Les Lumières sont une philosophie à deux vitesses, ou, si l’on préfère, une philosophie à plusieurs couches. Dans le précédent post (Où en sont les valeurs, n° 3), j’ai rappelé qu’au-delà des couches extérieures, se trouve un ensemble de conceptions apparemment prudentes, voire négatives, qu’on qualifiera souvent de laïques : scepticisme, positivisme, agnosticisme, matérialisme, phénoménisme, etc. ; au contraire, plus vers l’intérieur, se trouvent des couches de doctrines audacieuses, des métaphysiques vertigineuses, des mystiques, qui convergent dans l’idée que Dieu, ou l’Absolu, c’est l’Homme. Ce rappel est indispensable pour bien comprendre comment on est passé de la grande modernité à la petite modernité, ou modernité tardive – la nôtre.

 

En un premier sens, la petite modernité est une modernité qui a perdu la foi en elle-même.

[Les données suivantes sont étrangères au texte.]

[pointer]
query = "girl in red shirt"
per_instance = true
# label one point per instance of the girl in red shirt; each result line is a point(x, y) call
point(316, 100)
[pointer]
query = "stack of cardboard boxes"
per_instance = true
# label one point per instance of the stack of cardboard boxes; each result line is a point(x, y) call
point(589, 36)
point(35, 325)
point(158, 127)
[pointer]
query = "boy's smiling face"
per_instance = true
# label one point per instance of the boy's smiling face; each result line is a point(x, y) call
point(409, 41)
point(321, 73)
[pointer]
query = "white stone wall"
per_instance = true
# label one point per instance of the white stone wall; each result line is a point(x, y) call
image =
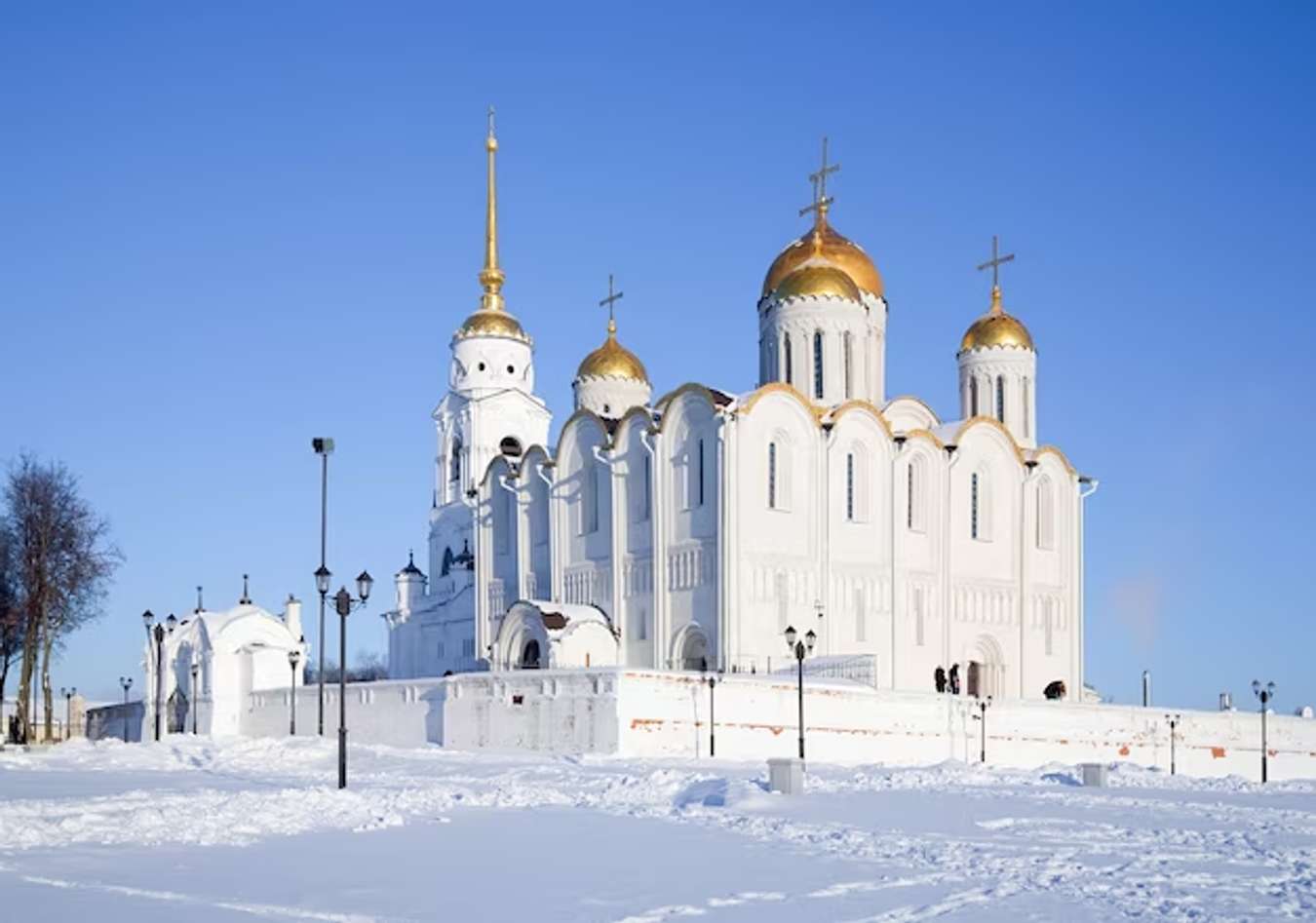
point(649, 713)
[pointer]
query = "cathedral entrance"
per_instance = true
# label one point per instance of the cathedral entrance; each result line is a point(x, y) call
point(530, 656)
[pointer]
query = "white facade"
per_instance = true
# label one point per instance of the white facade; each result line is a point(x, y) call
point(230, 655)
point(702, 524)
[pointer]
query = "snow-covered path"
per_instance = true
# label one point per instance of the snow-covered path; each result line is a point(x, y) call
point(204, 829)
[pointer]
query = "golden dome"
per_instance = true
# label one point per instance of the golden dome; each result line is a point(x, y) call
point(996, 328)
point(492, 323)
point(826, 244)
point(612, 360)
point(818, 280)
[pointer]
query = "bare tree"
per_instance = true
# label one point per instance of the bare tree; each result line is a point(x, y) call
point(63, 563)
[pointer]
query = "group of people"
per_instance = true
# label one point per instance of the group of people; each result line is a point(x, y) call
point(947, 682)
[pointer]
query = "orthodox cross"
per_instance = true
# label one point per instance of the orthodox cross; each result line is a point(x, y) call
point(819, 179)
point(609, 302)
point(996, 259)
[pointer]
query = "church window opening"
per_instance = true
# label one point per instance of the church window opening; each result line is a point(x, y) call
point(1045, 515)
point(1028, 408)
point(849, 487)
point(818, 365)
point(700, 475)
point(973, 505)
point(846, 356)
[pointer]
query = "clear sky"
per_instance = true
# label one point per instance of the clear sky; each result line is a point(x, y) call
point(226, 229)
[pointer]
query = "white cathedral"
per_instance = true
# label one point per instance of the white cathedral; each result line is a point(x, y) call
point(688, 532)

Surtout critique ou sceptique, elle s’en tient aux doctrines extérieures (laïques) et ne parvient plus à croire à son noyau intérieur de mystique humaniste, voire à y accéder et à le comprendre. – Tel est le premier diagnostic, valable, jusqu’à un certain point.

 

 

La mystique de l’individualisme « postmoderne » 

 

 

Mais il y a un second diagnostic, peut-être encore plus juste : celui d’une transformation de la mystique humaniste ; autrement dit, la postmodernité (ou petite modernité, ou modernité tardive) changerait de mystique. Elle passerait d’une métaphysique de l’Homme à une métaphysique des Hommes (et des Femmes). Dieu, pour elle, ce n’est plus l’Homme, mais les Individus humains.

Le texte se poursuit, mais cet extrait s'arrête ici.